Aunque hincha de Millonarios, Santa Fe es parte fundamental de mi vida, piedra angular de mi identidad. Por lo obvio, sí, porque es el espejo en el que me miro para saber quién soy en tanto azul, pero también porque a los rojos les debo –y no temo reconocerlo- una buena parte del encanto que ha destilado el fútbol en mis días.

En mi época de colegio todos mis amigos eran rojos –tendencia que se prolonga hasta hoy-, y de una vez voy contando que años después encontraría la felicidad –o algo muy parecido a lo que dicen que es- en un matrimonio con una reconocida fanática del vecino.

De vuelta a la adolescencia, recuerdo que con varios de ellos teníamos un pacto tácito de solidaridad: yo los acompañaba a ellos un domingo y al menos uno de ellos retribuía el gesto ocho días después cuando Millos era local. A todos nuestros padres les preocupaba que fuéramos solos al estadio, por lo que esta alianza estratégica era vital.
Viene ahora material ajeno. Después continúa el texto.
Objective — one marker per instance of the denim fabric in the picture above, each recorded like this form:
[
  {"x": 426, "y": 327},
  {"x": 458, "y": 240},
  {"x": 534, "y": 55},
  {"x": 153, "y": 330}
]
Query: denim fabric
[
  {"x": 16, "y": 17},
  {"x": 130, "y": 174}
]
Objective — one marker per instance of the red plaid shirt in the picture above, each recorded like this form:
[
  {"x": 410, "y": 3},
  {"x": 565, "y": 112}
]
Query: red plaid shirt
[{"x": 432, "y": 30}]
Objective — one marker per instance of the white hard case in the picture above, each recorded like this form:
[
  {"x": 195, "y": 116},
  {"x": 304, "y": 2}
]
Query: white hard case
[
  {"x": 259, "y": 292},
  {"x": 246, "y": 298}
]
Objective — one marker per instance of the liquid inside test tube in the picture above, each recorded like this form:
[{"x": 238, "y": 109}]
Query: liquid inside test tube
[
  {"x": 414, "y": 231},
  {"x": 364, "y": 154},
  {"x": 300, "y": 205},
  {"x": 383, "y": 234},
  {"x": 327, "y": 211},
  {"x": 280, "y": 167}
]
Así, como si se tratara un poco de una familia política, terminé desarrollando un extraño interés por el rival, una mezcla de morbo, animadversión y pinceladas de ternura. Desde luego no los apoyaba, por supuesto que sus victorias no me emocionaban, todo lo contrario, pero cada vez era más consciente de que ellos tenían control sobre una pieza del rompecabezas de mi gran pasión.

Puedo recitar las formaciones de Santa Fe entre 1990 y 2002, fui testigo –y disfruté bastante- del martirio que para ellos significó tener como arietes a Jeffrey Díaz, Silverio Ramón Penayo y Jáder Rojas. Noches enteras hemos dedicado años después a recordar los cantares de gesta que eran las transmisiones del fútbol visitante de 610 AM a cargo de Jairo Moncada “El gol gol de Colombia” y Gonzalo “Chalo” González, siempre con un árbitro –por lo general Panesso- “metiendo pito” en contra de los intereses capitalinos, siempre con un gol en contra cuando mejor jugaba el onceno bogotano.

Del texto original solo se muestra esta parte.